Dans cet épisode de la chaîne de vulgarisation scientifique et littéraire On se laisse la nuit, la comédienne Elsa Bouyeron analyse avec finesse et humour la place laissée aux handicaps au cinéma. Partant de son expérience intime, elle pose un regard indispensable, argumenté et touchant sur la manière dont les corps handicapés sont représentés, et sur les acteur·rices qui incarnent des personnages porteurs de handicaps.
Ce hors-série de la revue Cinémaction est consacré à la représentation des handicaps au cinéma et dans les médias. Dense, il propose à la fois des réflexions sur le regard ou le corps au cinéma, des articles foisonnants – mais qui tournent au catalogue – sur les œuvres dans lesquelles se trouvent toutes sortes de personnages handicapés, des études de films approfondies, ou encore des entretiens avec des cinéastes.
Les marches du Festival de Cannes infranchissables pour les acteur·rices et cinéastes handicapé·es ? Handicap.fr propose un entretien croisé sur l’accessibilité du cinéma avec Julien Richard-Thomson, président du Syndicat des professionnels du cinéma en situation de handicap (SPCH), Rodolphe et Adeline, comédien·nes porteur·ses de handicap, et Damiano, réalisateur sourd.

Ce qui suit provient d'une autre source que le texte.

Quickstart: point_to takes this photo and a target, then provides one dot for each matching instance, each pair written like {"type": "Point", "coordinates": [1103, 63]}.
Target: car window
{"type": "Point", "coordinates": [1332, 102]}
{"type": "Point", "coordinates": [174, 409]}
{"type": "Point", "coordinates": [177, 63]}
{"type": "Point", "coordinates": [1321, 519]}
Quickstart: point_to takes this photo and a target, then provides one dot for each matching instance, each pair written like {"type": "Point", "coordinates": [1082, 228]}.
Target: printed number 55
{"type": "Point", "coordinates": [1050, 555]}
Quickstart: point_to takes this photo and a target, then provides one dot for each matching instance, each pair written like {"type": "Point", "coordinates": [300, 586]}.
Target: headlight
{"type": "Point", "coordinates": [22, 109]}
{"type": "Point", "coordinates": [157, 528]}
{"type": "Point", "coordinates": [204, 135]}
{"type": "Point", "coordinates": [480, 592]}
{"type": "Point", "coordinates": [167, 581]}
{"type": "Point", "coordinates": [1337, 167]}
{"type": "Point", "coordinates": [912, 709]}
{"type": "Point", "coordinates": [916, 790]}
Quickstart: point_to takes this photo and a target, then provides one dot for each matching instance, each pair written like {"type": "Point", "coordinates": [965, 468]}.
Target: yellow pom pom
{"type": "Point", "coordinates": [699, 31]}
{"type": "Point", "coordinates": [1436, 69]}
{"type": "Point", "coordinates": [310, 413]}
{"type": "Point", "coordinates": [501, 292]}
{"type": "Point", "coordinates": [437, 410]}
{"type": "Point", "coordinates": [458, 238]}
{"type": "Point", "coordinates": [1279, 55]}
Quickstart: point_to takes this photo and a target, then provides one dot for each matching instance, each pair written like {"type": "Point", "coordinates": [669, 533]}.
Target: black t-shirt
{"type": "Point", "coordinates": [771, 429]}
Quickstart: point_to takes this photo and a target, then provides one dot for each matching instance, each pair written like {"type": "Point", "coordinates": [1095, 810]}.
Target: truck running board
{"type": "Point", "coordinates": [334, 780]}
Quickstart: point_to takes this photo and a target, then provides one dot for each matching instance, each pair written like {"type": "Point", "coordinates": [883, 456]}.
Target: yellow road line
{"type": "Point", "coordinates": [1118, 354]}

« Les films que présente le FIFH sont faits par des gens, certains handicapés, oui, certains sur des gens handicapés et surtout avec des gens handicapés », revendique ce festival qui présente plusieurs sélections et distribue des prix, à la fois en fiction et en documentaire.
« Ce livre est une invitation. Une invitation tout d’abord à la découverte d’œuvres cinématographiques qui mettent en scène des personnages handicapés. Ensuite, une invitation à la compréhension de l’évolution de leurs représentations depuis les premiers films jusqu’à des œuvres contemporaines. Des frères Lumière à Costa Gavras en passant par Tod Browning, Luis Buñuel et Pier Paolo Pasolini, ce voyage cinématographique est l’occasion pour ses lecteurs de confronter leurs représentations du handicap à celles de réalisateurs qui ont construit et mis en scène des personnages toujours singuliers. Le cinéma de fiction permet de voir le handicap d’une autre manière et ainsi il offre une possibilité de le découvrir à partir de la complexité des personnages et des situations représentés.
Inquiétants, dérangeants, ou encore pleins d’humour et facétieux, les personnages handicapés sont des figures fictionnelles construites à partir de l’étrangeté et de la manière d’être due au handicap. Le handicap se dévoile et nous interroge sur nos relations aux autres.
Comment recevons-nous ces personnages ? Comment acceptons-nous (ou pas) de vivre avec eux dans notre imaginaire pour créer une réalité nouvelle ?
En parcourant un siècle d’images, Gérard Bonnefon, formateur sur le développement des pratiques artistiques et l’accès à la culture des personnes handicapées éclaire les conceptions et les idées qui ont fondé nos représentations collectives et individuelles des personnes handicapées. »
[Résumé de l’éditeur]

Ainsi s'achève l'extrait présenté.